Aside from our annual check-ups, we do not go to the doctor frequently unless something is wrong or in my case, expecting a baby. Over the past four plus months, I have been subjected to some extremely comedic and traumatizing moments with my doctors.
At the end of January, I went for a routine check-up. As I prepared to leave, the doctor advised me on my next appointments. He mentioned that I needed to get another ultrasound since I am “tracking large”. My jaw dropped. I was still wearing my regular clothes. My colleagues have kindly lied to me and told me that I do not even look like I am expecting. I have been under an illusion that pregnancy had been kind to my body thus far. However, my doctor immediately burst my bubble with a statement that could have been clearly mistaken for the latest weather forecast.
My doctor further added insult (not on purpose of course) by indicating that the extra appointments are due to the fact that I am at Advanced Maternal Age. My first reaction was “WTF”. “Advanced”. This clinical phrase or euphemism for “old and pregnant” really didn’t roll of my doctor’s tongue well. No matter how many celebrities give birth in their 40’s and the fact that people are waiting until later in life to have children really is irrelevant. After 35, you are too old to be having children or at Advanced Maternal Age.
All jokes aside, the words Advanced Maternal Age have really resonated in my mind and caused me to think beyond the physical age of our wombs and how society (mainly my family) has viewed maternity at this stage in my life.
While everyone is undoubtedly excited about the news that my husband and I are expecting, comments have ranged from “already, you just got married” to “it’s about time” and “I never thought you were going to have kids”. In response, I smile, say my obligatory thanks, and then snidely reply, “Well I’m 36 and married…how long do you suppose we wait until we have children”. I really want to say, “would you prefer I was 16 and unwed. Would that have suited you better?” I don’t of course.
In my family, I have been to more baby showers and kids birthday parties than I have college graduations or weddings. With relatives the same age as me with grandchildren, it’s not surprising that my family has reacted the way they have. If you are 35 and without children, you are looked at as an enigma. The lack of husband and children thus far has been largely misconstrued as me never wanting children and/or I couldn’t hang on to a man (the latter being somewhat true). For them, there could be no other explanation.

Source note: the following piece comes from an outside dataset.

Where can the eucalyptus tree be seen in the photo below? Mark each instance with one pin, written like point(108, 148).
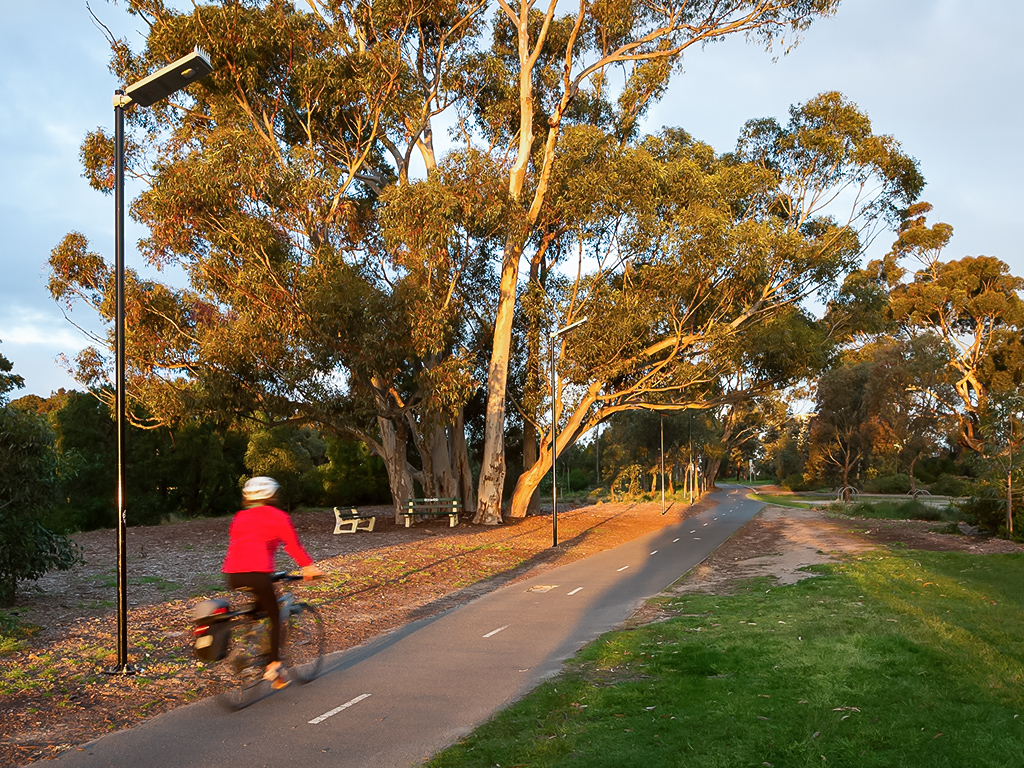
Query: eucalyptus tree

My decision to wait until I had a family was largely influenced by my parents. My mother was a teen mother and I saw how determined she was to not let me repeat the cycle. Additionally, my parents always praised and valued education and emphasized that there are things in life you just need to do NOW and other things you need to worry about later.
Throughout my life, my family members have chided my success from a young age. As a child, I was called “white girl” because I spoke proper English. As I got older, I was called “the world traveler” or “the smart one”. The comments always had a sarcastic undertone as my accomplishments were mocked instead of being praised. No matter how many degrees hang on my wall or what successes I have had with work or in my personal life, it all boils down to, “when are you settling down”?
While I disagree vehemently with the article, I Look Down on Young Women With Kids and Husbands and I’m Not Sorry, the author squeezes in a few valid points. Almost anyone can become a biological mom or dad and we spend far too much time celebrating our biological capabilities and the pomp and circumstance of weddings. There is little focus (my interpretation) on parenting and relationship-building, but more focus on out doing one another on lavish baby showers and grand weddings.
From my own experience, society looks down on women (and men) who decide to live life, obtain an education, and focus on their career before they decide to take on the huge responsibilities of parenthood and marriage. Not everyone is college bound or college material. Perhaps, however, if we spent more time encouraging our youth and celebrating their successes beyond their ability to give birth, then the ideal of Advanced Maternal Age wouldn’t have a negative connotation beyond the four walls of doctor’s office.